I can't be the only one surely?

Sometimes you have to read between the lines in a newspaper article, to what's not being said.

Telegraph.
Scotland Yard has launched an attack on those it accuses of undermining the police investigation into alleged illegal payments to police by deliberately leaking information about the inquiry. 
The statement, widely interpreted as an attack on News International, was released this afternoon.
The force has taken the rare step of explaining how detectives believe that information known by only “a small number of people” has been selectively leaked to “divert attention from elsewhere”.
The Metropolitan Police statement then goes on to detail meetings between News International and the force, saying that all parties had agreed to keep the details of the investigation confidential.
The statement was released in response to an Evening Standard article, which said that personal details about the Queen and her aides were sold by royal protection officers to journalists working on the News of the World.
Now, I'm reading this as "undermining the police cover up" if only because the leaks aren't diverting attention away from suspects, but rather opening a bigger can of worms. After all, the more information out there, the bigger the investigation becomes and the less chance that guilty parties might just slip under the radar as their names aren't in the public domain or have been pointed too via the leaks.
At the moment what appears to be a major witch hunt is going on and everyone is looking very closely for scapegoats, particularly those whose hands are dirty over the deal yet hope that by deflecting some of the blame onto others, their part in the whole shoddy business will be overlooked. More information out there, more overload there is and more blame to go around.
No-one is going to come out of this mess smelling of roses, save perhaps the victims and many of them I'm highly unsympathetic towards, Gordon Brown for one. Yet despite my disdain for the political side of the mess, the fact remains that peoples privacy and grief were intruded upon and the law was broken and appears to have been broken with the connivance of certain police officers.
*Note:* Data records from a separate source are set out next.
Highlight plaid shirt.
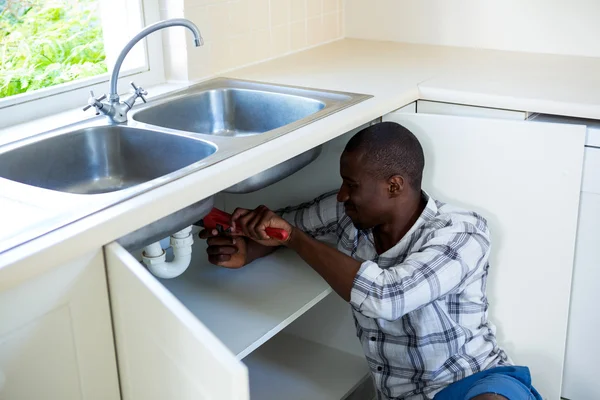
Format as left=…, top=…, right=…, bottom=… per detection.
left=278, top=190, right=510, bottom=400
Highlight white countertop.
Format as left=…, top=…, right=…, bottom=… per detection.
left=2, top=38, right=600, bottom=273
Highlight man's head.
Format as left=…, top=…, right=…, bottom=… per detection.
left=337, top=121, right=425, bottom=230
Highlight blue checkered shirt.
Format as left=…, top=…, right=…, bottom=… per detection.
left=278, top=190, right=511, bottom=399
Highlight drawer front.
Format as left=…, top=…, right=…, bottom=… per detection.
left=586, top=128, right=600, bottom=148
left=527, top=114, right=600, bottom=147
left=416, top=100, right=527, bottom=120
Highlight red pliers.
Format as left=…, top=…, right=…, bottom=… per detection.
left=196, top=207, right=289, bottom=241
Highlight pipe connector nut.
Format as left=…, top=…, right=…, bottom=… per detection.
left=142, top=250, right=166, bottom=265
left=171, top=234, right=194, bottom=248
Quis custodiet ipsos custodes clearly applies in this case and if those found to have collaborated in the privacy breach by either bribes or turning a blind eye are caught and convicted, they should have very harsh penalties to face. That's why the more information out there the better, certain bloggers and others will not let this go and no amount of cover up will work if all the details are in the public domain.
The more we know, the less chance there is of anyone getting away with it, trying to hide the information looks suspiciously like a cover up to me.
That's what I read between the lines anyway.